Jim Crow laws and many lynchings in the South were the main factors that led to the Great Migration in the first half of the 20th century. Because opportunities in the South were limited, African Americans moved in large numbers to cities in the northeast, Midwest, and west in search of a better life. The main blow to Jim Crow’s racial segregation system came in 1954 with the landmark Supreme Court decision in Brown v. Board of Education of Topeka, Kansas, which declared segregation in public schools unconstitutional (Logan and Temin 34). It was hard for the citizens, and in 1968 their difficult situation finally ended when the United States officially legalized all American’s rights, regardless of race. The echoes of the Jim Crow laws hovered over America for several more decades until they became a thing of the past.
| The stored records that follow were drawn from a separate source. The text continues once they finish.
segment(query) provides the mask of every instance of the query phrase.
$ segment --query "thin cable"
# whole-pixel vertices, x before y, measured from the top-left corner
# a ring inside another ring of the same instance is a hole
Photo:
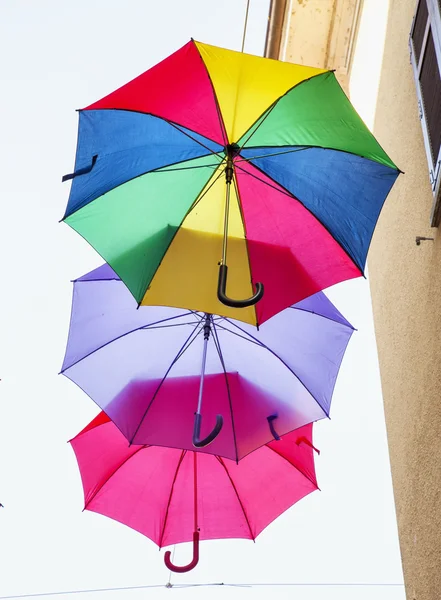
[[[193,503],[194,503],[194,530],[199,531],[198,519],[198,453],[193,452]]]
[[[243,49],[245,48],[245,37],[247,35],[247,24],[248,24],[248,11],[250,9],[250,0],[247,1],[247,10],[245,13],[245,24],[243,26],[243,36],[242,36],[242,48],[241,48],[241,52],[243,52]]]
[[[172,552],[172,558],[171,558],[171,561],[173,564],[175,564],[175,552],[176,552],[176,544],[173,546],[173,552]],[[172,575],[173,575],[173,571],[170,571],[169,576],[168,576],[168,582],[165,587],[168,587],[168,588],[173,587],[171,584]]]
[[[404,587],[404,583],[181,583],[172,585],[171,589],[188,587]],[[45,596],[64,596],[68,594],[98,594],[103,592],[122,592],[131,590],[147,590],[164,588],[167,585],[134,585],[128,587],[96,588],[86,590],[65,590],[62,592],[42,592],[39,594],[18,594],[15,596],[0,596],[0,600],[16,600],[19,598],[42,598]]]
The era of Jim Crow laws did not positively impact the lives of the colored population of the United States. The manifestation of discrimination was still strong but did not entail mass demonstrations. The laws did not contribute to the inclusion of the colored population in the life of American society. The state only reinforced barriers and emphasized racial superiority. The attempt to create a state where the colored and white populations exist separately was unsuccessful and caused a public outcry.
Work Cited
Logan, Trevon, and Peter Temin. “Inclusive American Economic History: Containing Slaves, Freedmen, Jim Crow Laws, and the Great Migration.” Institute for New Economic Thinking Working Paper Series, vol. 1 no. 110, 2020, pp. 1-78.